L’auteur s’emploie en premier lieu à décrire les constructions esthétiques de chaque œuvre. Passage obligé de tout livre d’art, cette entrée est magnifiée par la qualité des reproductions qui sont assez fidèles aux tableaux originaux. L’attention portée à certains détails accompagnée des clefs de compréhension procurent un sentiment de proximité et d’intimité avec les œuvres du peintre lombard. On y voit là tel coup de pinceau, ici tel coloris. La peinture du Caravage représenta une révolution en rompant avec les codes picturaux de son époque. Le réalisme saisissant de la Mise au tombeau (1602-1603) que l’auteur n’hésite pas à mettre en parallèle avec le cinéma de Pasolini, le fait d’avoir représenté Matthieu dans une taverne (Vocation de Saint Matthieu, 1599-1600) ou la construction de récits disjoints attestent de l’extraordinaire modernité de ce génie venu dans son époque pour, selon les mots de Poussin, « détruire la peinture ».

Le Caravage est devenu ce peintre de légende grâce à une réflexivité portée à incandescence. C’est le propos majeur de l’ouvrage. Outre les dispositifs de construction du tableau, le Caravage a ainsi développé des stratégies d’implication du spectateur d’une complexité rare. Dans chacun de ses chefs d’œuvre, il demande au spectateur d’entrer dans la toile et de prendre la place d’un personnage. « Si la peinture de Caravage, a suscité, en son temps, autant d’intérêt et de polémiques, c’est aussi en raison de sa manière d’arrêter le spectateur en le conduisant dans un jeu de positions dont le tableau dicte ses règles ». Ainsi né ce sentiment qui nous étreint devant chacune de ses toiles : celui de surprendre une scène et d’en être le témoin unique. Le corps secoué de douleur du Garçon mordu par un lézard (1593-1594) ou Méduse (1597-1598) criant son dernier souffle donnent ce sentiment. La deuxième Conversion de saint Paul (1602) où le saint est couché à terre, les bras en croix fait ainsi entrer littéralement dans l’œuvre les spectateurs assis au bas du tableau.

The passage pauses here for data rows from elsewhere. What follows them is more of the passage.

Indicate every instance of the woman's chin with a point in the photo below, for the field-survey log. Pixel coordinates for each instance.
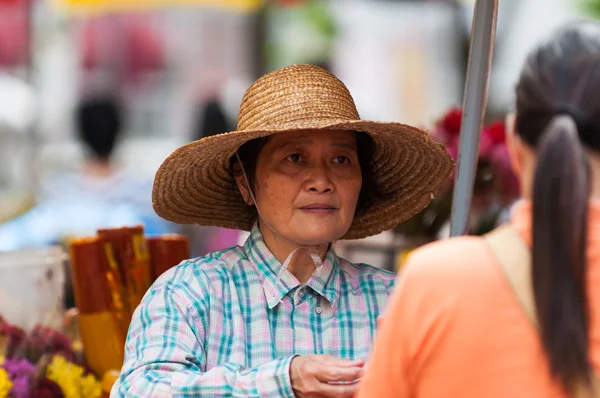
(315, 235)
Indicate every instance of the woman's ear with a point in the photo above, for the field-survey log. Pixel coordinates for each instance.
(242, 184)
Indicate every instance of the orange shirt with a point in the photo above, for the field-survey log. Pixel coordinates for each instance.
(454, 328)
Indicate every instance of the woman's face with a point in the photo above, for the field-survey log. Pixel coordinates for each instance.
(307, 184)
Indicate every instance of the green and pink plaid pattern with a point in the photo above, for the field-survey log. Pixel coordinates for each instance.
(219, 326)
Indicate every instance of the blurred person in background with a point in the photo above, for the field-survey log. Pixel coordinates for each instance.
(283, 315)
(205, 239)
(97, 195)
(516, 313)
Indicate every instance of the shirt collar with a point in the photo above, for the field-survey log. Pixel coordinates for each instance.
(325, 281)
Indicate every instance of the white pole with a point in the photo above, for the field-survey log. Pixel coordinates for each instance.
(483, 32)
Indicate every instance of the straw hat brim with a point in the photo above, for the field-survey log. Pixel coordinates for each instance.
(194, 184)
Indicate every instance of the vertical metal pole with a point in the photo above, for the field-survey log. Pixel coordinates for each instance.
(483, 32)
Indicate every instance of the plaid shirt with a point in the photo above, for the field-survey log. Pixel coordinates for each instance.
(221, 326)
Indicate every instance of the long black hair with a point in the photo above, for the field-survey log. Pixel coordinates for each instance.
(558, 114)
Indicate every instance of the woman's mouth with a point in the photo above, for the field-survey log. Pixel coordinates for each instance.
(318, 208)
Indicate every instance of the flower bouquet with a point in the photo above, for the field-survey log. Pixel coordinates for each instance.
(43, 364)
(496, 187)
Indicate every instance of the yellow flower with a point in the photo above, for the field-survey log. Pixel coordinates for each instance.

L’image de soi que renvoie la peinture du Caravage est parfois difficile à accepter. Ainsi, le terrifiant Martyre de saint Matthieu (1599-1600) où l’apôtre est représenté au moment de son supplice place le spectateur dans une position inconfortable, celle de son impuissance face au meurtre qui se commet sous ses yeux qui ne peuvent pourtant se détacher de la scène. « Cette oscillation entre pitié et voyeurisme est une manière très fine de définir la situation du spectateur du tableau comme quelqu’un qui ne peut pas agir en défense de la victime et dont la compassion risque à tout moment de céder le pas à l’inavouable plaisir de voir » écrit ainsi Giovanni Careri qui, pour la première fois, met des mots sur cette magie unique qui se dégage des œuvres du Caravage. Car, ce qui est à l’œuvre dans cette peinture, c’est une violation de l’intime, une intrusion dans l’inconscient de chaque spectateur.

Tel Narcisse se contemplant dans l’eau, la peinture du Caravage nous interpelle au plus profond de nous-même car elle nous donne à voir ce que nous sommes : des êtres capables du meilleur comme du pire. C’est en cela que le Caravage est immortel.